About 17:30 the clouds got thicker and the light readings fell. By the scheduled passing time I was struggling to get 1/500 F4 at ISO 800. Then we waited.........and waited. About 20 mins later we could see a bright line on the horizon, at 30 mins late the break in the clouds was fast approaching, at 40 mins late the sun started to break through, and we heard Tornado whistle as it came up Savernake bank. The sun came out, Tornado appeared, gave us a great shot with the sun shining off the deflectors and boiler and headed east. I packed up and started walking back along the canal to the car. 5 mins later the sun went in.
Sorry about the air pump issues, but it saved my day \/
Well the loss of time in Somerset must be at least partly down to the unrealistic schedule I mentioned earlier.
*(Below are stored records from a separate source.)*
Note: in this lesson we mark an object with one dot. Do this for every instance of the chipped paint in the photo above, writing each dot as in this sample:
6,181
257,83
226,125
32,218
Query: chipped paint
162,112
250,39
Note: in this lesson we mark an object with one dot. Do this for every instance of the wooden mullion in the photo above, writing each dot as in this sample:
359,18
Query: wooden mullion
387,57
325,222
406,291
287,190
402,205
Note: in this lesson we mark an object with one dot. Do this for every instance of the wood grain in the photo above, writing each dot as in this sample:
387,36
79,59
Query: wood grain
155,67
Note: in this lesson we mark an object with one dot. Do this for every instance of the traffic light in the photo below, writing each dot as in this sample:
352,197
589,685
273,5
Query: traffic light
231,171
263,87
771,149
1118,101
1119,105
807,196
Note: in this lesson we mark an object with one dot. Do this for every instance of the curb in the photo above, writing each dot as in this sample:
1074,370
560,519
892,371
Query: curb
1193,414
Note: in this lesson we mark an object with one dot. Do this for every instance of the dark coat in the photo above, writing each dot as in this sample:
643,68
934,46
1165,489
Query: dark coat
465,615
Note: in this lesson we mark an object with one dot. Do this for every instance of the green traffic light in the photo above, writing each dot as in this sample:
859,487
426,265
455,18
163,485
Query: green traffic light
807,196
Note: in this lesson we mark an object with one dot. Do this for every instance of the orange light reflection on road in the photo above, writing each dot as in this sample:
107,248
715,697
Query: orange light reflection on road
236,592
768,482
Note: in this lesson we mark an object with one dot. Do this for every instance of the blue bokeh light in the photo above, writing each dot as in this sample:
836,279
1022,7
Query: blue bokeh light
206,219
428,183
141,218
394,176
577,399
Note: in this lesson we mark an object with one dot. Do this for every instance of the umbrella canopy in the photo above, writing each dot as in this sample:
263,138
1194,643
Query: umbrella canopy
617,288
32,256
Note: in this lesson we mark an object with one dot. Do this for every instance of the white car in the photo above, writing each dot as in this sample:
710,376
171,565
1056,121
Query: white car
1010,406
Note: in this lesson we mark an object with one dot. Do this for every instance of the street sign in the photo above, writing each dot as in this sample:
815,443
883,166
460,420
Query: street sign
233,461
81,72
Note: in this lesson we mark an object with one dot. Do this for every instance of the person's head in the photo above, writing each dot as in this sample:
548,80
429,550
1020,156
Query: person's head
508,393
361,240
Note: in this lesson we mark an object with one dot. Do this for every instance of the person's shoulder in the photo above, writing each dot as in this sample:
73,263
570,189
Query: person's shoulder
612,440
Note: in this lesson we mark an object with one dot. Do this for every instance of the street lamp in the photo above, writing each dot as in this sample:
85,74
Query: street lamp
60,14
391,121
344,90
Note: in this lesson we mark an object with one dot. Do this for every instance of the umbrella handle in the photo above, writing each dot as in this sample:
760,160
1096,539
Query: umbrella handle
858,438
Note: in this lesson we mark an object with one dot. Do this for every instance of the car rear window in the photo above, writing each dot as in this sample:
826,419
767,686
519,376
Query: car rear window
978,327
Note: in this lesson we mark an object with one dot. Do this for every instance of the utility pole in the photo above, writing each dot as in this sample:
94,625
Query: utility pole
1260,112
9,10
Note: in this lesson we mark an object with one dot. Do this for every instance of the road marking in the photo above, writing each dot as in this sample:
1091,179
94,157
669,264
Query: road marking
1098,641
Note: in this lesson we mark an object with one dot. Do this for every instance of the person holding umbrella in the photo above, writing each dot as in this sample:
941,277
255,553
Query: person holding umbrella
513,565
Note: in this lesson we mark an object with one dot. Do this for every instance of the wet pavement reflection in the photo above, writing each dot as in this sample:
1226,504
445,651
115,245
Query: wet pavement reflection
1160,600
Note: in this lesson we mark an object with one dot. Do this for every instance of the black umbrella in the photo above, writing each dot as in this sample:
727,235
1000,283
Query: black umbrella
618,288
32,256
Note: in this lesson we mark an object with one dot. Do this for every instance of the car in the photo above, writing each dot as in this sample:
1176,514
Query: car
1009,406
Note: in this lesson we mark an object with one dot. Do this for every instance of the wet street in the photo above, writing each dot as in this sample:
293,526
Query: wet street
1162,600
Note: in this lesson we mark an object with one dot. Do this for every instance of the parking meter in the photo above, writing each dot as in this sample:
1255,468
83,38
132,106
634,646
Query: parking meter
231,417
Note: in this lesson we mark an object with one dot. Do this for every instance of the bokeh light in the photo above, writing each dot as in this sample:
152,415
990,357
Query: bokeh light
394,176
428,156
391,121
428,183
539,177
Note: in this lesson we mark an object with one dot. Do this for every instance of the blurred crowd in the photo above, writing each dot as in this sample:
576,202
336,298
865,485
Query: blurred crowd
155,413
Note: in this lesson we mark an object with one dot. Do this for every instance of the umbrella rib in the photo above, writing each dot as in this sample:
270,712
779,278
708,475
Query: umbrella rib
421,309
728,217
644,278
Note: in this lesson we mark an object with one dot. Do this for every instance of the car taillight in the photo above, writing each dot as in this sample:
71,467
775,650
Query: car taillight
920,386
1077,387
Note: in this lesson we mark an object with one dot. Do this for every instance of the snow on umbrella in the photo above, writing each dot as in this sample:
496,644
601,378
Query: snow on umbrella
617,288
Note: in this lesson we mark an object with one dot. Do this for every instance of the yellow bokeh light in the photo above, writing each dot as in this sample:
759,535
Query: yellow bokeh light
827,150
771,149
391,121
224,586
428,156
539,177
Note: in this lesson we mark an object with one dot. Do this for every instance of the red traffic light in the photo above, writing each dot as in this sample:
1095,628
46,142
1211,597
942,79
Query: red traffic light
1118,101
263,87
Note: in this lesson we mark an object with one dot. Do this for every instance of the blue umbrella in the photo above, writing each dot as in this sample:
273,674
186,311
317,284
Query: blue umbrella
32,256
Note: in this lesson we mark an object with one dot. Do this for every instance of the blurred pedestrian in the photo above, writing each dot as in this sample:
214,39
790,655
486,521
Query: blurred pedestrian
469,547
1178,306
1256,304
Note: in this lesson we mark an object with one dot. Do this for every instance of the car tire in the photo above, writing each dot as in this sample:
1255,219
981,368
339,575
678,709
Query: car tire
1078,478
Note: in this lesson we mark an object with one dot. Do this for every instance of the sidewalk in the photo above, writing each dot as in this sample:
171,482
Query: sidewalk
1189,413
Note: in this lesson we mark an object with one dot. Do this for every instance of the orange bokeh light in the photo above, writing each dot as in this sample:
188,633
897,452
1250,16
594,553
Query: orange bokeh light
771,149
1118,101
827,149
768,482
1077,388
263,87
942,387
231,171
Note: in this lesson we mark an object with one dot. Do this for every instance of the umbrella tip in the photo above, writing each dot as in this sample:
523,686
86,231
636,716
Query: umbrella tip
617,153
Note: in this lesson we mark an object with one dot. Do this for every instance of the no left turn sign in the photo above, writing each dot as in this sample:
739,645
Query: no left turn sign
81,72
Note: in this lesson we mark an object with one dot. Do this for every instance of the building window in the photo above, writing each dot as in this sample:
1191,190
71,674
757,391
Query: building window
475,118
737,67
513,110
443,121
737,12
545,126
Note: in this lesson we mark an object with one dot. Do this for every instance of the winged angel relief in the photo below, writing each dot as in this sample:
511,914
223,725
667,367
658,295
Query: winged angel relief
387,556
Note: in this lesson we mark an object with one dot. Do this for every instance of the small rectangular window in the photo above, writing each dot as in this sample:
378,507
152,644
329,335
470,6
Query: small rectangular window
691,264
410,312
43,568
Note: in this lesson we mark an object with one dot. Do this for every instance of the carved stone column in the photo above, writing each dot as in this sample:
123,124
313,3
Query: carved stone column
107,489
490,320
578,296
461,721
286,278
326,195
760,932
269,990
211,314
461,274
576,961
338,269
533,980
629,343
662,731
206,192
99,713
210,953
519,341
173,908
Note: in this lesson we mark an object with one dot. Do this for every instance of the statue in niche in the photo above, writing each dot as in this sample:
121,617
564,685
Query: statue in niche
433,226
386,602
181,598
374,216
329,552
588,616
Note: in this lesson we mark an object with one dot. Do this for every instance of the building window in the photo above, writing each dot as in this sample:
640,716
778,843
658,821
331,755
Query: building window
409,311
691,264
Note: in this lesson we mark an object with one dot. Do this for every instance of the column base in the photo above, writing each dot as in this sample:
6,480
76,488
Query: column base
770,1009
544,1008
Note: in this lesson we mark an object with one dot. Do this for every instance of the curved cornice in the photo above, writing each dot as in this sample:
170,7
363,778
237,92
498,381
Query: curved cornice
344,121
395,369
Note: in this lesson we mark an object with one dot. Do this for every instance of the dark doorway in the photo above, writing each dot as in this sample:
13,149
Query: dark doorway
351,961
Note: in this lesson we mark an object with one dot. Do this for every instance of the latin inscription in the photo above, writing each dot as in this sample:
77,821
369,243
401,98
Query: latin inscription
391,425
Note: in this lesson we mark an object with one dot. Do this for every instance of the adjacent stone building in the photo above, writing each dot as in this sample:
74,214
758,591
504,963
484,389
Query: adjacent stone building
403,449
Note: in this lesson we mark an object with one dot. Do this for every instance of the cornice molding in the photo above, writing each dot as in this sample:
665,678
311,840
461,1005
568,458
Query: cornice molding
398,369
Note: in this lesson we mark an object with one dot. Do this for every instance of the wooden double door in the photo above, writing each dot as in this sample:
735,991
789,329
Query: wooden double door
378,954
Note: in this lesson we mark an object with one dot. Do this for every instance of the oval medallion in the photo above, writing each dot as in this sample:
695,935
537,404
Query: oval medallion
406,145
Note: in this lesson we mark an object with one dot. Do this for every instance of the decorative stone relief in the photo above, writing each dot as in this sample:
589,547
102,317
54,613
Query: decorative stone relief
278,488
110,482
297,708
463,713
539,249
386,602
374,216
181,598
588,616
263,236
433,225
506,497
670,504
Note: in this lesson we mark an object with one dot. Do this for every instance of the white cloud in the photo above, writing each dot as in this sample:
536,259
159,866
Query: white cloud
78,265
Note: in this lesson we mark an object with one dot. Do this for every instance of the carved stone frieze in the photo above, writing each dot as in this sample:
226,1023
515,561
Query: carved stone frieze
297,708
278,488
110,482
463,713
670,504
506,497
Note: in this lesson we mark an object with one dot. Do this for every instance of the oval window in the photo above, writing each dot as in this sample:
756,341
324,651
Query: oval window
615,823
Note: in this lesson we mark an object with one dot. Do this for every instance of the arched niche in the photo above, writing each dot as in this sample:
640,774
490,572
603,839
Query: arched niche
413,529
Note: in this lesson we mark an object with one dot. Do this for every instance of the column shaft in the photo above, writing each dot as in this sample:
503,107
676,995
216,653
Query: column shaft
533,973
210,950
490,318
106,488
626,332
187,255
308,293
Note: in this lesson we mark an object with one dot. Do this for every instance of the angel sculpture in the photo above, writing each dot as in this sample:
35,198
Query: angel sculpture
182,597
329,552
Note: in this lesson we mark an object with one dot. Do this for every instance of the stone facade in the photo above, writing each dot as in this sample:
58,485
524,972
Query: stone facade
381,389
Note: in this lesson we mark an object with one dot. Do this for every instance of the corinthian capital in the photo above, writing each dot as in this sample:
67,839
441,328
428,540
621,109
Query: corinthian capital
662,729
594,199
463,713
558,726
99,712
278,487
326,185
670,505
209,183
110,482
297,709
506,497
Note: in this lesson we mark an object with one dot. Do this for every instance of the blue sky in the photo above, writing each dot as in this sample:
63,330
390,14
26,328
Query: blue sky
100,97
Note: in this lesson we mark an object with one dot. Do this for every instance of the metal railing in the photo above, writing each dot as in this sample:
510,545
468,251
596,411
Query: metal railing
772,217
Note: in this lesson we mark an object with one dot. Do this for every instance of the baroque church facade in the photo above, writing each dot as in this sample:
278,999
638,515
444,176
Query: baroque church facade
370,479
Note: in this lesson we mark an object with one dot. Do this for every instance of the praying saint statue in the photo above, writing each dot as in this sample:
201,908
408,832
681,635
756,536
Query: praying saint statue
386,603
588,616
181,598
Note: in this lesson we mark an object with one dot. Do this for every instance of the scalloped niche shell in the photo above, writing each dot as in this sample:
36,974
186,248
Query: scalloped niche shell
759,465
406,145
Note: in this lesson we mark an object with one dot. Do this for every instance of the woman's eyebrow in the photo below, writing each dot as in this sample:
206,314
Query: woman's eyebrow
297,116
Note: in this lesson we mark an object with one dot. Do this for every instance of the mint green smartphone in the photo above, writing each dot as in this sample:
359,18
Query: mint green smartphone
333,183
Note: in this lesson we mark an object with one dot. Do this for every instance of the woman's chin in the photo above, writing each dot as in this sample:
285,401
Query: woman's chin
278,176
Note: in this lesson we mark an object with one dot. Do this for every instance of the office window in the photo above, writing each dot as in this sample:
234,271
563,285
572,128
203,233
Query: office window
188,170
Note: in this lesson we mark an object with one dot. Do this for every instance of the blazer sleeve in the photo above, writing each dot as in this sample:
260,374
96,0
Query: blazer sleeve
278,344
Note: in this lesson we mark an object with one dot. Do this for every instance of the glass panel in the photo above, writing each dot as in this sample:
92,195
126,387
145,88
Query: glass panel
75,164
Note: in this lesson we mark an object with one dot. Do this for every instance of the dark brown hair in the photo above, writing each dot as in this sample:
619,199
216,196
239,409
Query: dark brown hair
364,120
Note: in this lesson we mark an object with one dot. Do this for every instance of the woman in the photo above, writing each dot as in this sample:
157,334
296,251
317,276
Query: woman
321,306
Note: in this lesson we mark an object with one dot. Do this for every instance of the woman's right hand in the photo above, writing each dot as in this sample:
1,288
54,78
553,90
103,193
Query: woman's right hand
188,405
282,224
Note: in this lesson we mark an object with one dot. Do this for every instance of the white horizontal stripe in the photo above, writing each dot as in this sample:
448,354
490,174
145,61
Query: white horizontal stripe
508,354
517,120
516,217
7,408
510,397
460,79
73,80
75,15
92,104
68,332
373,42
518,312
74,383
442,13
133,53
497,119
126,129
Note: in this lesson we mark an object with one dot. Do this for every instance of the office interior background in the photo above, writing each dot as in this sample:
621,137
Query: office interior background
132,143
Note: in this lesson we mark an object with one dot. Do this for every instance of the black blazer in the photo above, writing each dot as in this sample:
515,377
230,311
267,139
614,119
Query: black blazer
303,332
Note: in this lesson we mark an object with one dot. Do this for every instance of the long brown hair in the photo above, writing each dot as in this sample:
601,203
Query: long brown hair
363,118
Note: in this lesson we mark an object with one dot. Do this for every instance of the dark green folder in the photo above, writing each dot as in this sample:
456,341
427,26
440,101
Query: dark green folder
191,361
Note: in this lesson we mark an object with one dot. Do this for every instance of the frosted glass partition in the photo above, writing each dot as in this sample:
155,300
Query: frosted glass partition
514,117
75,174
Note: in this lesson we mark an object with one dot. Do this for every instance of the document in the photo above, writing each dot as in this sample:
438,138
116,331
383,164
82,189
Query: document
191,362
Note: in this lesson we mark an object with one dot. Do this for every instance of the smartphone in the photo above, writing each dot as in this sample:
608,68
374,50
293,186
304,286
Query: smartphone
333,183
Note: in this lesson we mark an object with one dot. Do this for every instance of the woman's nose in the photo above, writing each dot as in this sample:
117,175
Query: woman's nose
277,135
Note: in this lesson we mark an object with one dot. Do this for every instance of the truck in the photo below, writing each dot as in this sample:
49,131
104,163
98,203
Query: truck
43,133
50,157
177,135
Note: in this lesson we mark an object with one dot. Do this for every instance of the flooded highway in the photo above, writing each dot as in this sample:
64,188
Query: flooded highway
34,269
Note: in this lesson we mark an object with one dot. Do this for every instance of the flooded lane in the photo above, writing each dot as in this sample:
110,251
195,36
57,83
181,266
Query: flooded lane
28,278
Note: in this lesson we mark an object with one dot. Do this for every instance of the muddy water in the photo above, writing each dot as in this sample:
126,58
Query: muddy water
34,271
When I saw her climbing to Brewham she was working hard but I’d say far from flat out, however with something around 600 tons gross behind a measured approach is perhaps not surprising. Those extra 90 tons of Class 67 makes a big difference.
Credit to DBS for not starting the diesel and giving a shove.
I queered the schedule on the very first post on this topic, tight to Reading & 20 mins Reading to Earley. The answer was that the Reading-Earley times was recovery time to allow for the earlier tight schedule. Also, why was the 67 on the rear? it was a straight run with no shunting or reversing & wouldn't thought any eth was required. I assume it was the engine that brought the stock down, so couldn't it of made its own way back? Was the load any heavier than Clan Line hauls with the VSOE on the same route, often with a 67 on the rear?